Methods: The Narval trial was designed to compare phenotyping, genotyping and standard of care for the choice of antiretroviral therapy in patients in whom a protease inhibitor (PI)-containing regimen had failed. Virological success was defined as viral load below 200 copies/ml at week 12. Baseline variables including demographic, clinical and biological characteristics, HIV reverse transcriptase and protease mutations, the randomization arm, the drugs prescribed, as well as adherence to treatment and plasma concentrations of PIs and non-nucleoside reverse transcriptase inhibitors (NNRTIs) at week 12 were tested in the model. Variables that were significantly associated with virological success in univariate analysis were included in a logistic regression model.

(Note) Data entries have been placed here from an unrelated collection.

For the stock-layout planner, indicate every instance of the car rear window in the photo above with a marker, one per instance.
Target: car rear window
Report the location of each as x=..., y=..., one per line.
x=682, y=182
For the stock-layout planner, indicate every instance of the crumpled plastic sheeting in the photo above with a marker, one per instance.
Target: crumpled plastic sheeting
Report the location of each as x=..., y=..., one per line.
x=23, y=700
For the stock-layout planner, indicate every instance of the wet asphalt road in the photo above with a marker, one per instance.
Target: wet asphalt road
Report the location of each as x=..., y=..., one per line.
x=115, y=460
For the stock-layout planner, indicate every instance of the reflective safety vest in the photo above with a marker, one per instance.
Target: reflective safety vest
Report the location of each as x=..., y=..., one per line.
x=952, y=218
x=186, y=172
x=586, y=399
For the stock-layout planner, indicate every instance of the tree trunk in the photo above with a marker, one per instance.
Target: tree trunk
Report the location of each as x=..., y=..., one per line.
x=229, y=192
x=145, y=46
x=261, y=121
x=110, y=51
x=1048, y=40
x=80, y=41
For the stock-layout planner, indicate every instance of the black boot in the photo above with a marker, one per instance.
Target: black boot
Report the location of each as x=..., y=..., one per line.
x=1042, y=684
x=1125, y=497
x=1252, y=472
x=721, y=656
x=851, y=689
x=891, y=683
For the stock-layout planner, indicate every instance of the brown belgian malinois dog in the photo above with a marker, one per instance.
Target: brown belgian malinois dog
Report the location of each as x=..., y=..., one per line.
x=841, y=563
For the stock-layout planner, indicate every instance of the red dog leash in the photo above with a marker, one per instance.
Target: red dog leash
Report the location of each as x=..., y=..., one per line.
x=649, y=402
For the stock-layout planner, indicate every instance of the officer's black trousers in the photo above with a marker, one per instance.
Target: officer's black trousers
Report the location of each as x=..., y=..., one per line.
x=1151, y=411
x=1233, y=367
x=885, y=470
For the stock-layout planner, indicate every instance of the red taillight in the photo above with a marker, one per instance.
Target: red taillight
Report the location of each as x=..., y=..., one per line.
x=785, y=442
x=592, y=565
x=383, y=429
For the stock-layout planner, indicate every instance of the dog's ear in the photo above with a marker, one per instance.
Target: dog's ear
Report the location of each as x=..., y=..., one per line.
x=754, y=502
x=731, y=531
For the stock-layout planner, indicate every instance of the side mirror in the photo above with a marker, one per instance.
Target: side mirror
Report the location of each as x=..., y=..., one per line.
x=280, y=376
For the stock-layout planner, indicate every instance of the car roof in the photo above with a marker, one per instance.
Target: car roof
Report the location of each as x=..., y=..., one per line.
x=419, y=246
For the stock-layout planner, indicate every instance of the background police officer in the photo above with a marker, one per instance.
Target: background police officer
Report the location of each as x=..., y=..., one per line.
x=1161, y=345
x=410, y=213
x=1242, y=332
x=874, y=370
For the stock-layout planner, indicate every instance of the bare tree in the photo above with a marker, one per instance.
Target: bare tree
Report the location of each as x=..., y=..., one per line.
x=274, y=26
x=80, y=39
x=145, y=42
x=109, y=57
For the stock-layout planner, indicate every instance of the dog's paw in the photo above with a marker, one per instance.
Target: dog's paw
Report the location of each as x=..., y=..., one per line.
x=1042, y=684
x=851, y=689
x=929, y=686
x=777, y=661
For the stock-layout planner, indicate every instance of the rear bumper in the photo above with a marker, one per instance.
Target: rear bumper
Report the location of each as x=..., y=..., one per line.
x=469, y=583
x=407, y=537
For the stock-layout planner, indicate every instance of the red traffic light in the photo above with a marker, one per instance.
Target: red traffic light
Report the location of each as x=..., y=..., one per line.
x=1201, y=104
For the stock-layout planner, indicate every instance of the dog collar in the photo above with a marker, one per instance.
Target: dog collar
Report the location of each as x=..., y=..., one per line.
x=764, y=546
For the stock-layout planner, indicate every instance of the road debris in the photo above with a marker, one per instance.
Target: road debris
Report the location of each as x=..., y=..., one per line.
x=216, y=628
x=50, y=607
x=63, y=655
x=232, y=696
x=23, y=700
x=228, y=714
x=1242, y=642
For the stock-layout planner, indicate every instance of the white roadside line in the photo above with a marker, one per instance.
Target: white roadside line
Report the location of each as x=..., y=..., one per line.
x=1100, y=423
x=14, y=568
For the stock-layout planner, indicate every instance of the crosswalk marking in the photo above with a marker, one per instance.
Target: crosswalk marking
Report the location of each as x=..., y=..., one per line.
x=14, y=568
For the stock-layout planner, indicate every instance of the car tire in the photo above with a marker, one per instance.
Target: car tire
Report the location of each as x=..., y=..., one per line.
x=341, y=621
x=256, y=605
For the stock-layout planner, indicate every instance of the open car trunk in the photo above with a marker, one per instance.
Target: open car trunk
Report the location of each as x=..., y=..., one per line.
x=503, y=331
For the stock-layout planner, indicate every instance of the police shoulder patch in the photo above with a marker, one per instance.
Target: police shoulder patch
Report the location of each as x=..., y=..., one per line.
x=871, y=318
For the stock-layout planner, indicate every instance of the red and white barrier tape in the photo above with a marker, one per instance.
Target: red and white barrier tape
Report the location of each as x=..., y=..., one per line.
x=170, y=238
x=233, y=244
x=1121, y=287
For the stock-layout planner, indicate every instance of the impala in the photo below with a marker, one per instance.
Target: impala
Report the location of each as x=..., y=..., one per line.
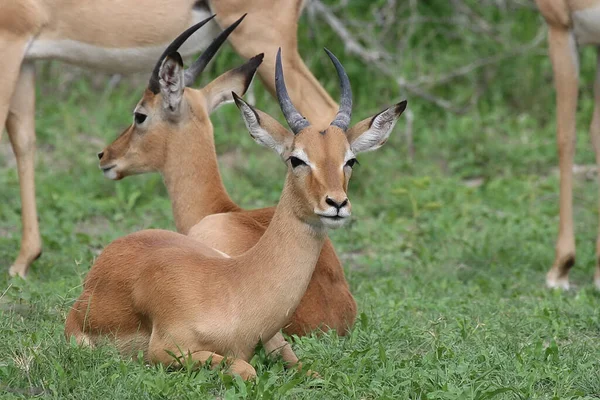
x=180, y=145
x=167, y=295
x=127, y=36
x=570, y=22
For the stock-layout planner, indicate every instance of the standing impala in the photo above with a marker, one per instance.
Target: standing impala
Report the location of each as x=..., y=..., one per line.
x=126, y=36
x=181, y=147
x=167, y=295
x=570, y=22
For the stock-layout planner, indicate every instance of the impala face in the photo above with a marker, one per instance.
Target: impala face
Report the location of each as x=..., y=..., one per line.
x=171, y=112
x=319, y=162
x=321, y=165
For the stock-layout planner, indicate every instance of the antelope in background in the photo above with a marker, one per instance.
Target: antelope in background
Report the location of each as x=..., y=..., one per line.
x=180, y=145
x=166, y=294
x=123, y=37
x=570, y=22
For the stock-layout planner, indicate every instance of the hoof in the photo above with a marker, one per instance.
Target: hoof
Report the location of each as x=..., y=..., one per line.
x=18, y=269
x=555, y=282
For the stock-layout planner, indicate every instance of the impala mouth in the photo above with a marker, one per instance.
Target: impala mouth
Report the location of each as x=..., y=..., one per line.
x=333, y=221
x=106, y=169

Results: Five-hundred-and-forty-one patients were randomized. Virological success at week 12 was obtained in 200 patients. In multivariate analysis, the following factors were significantly associated with virological success: prescription of efavirenz to NNRTI-naive patients (OR=4.37; 95% CI: 2.76-6.90), randomization to the genotyping arm (OR=2.13, 1.20-3.79), prescription of lamivudine (OR=1.69, 1.01-2.83) and prescription of abacavir to abacavir-naive patients (OR=1.66, 1.02-2.72). Factors significantly associated with virological failure were prescription of nelfinavir (OR=0.30, 0.13-0.68), a high baseline viral load (OR=0.37, 0.28-0.50), the presence of at least five PI mutations (OR=0.42, 0.26-0.66), the presence of at least three thymidine analogue mutations (OR=0.61, 0.39-0.97) and at least 30 months of prior PI exposure (OR=0.64, 0.41-0.99).

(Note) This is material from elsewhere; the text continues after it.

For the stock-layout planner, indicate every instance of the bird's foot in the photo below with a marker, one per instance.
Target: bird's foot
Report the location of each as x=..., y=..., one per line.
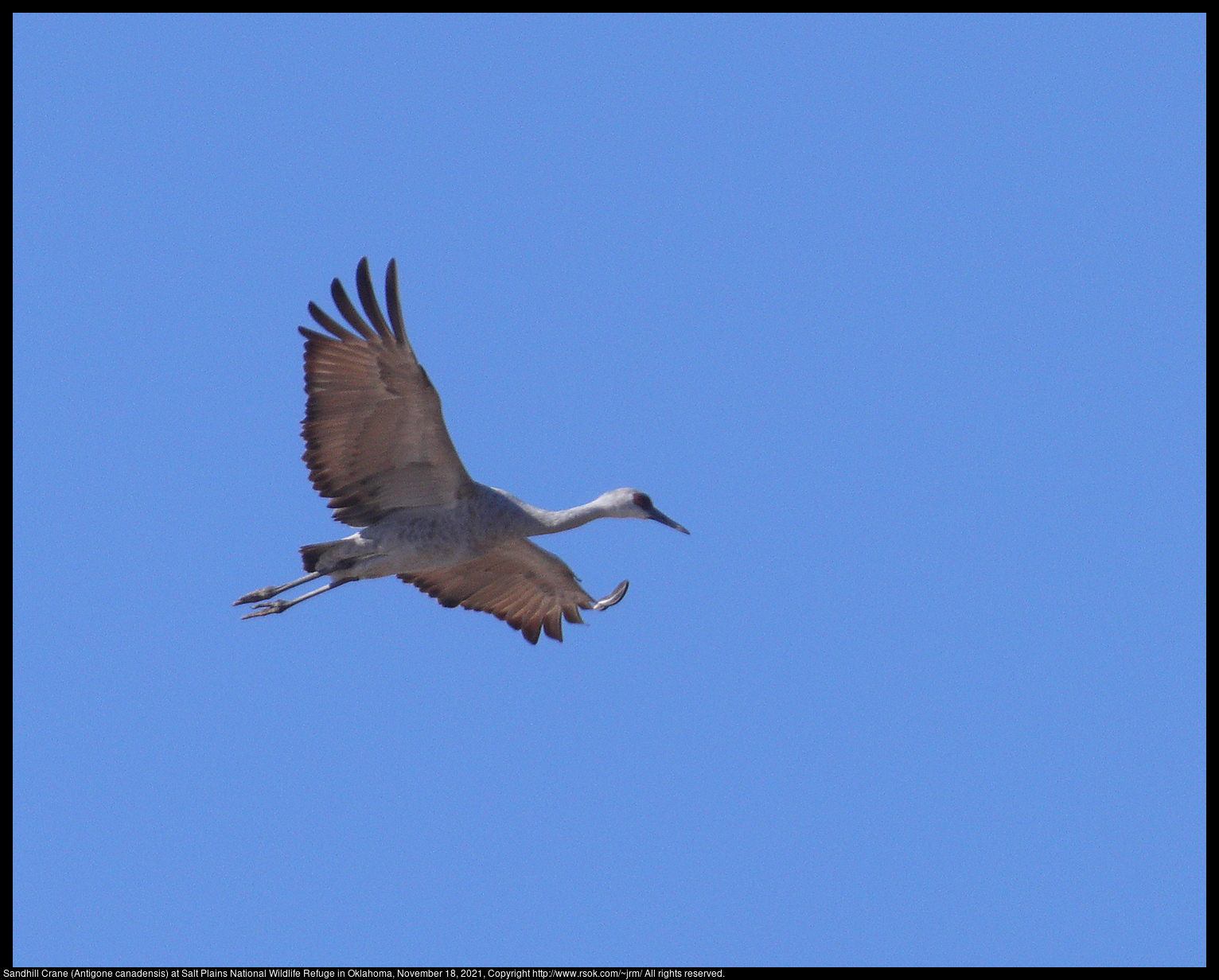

Conclusions: These results confirm that among heavily pretreated patients, prescription of efavirenz to NNRTI-naive patients is associated with a good virological response, while a high baseline viral load, a large number of PI mutations and nelfinavir prescription at baseline are associated with a poor virological response. Genotyping was found to be beneficial, while this was not the case for phenotyping. This work was presented at the XI International HIV Drug Resistance Workshop, Sevilla, Spain, July 3-6 2002 (Abstract N(o)133); and at the XIV International Conference on AIDS, Barcelona, Spain, July 7-11 2002 (Abstract N(o)ThOrB138).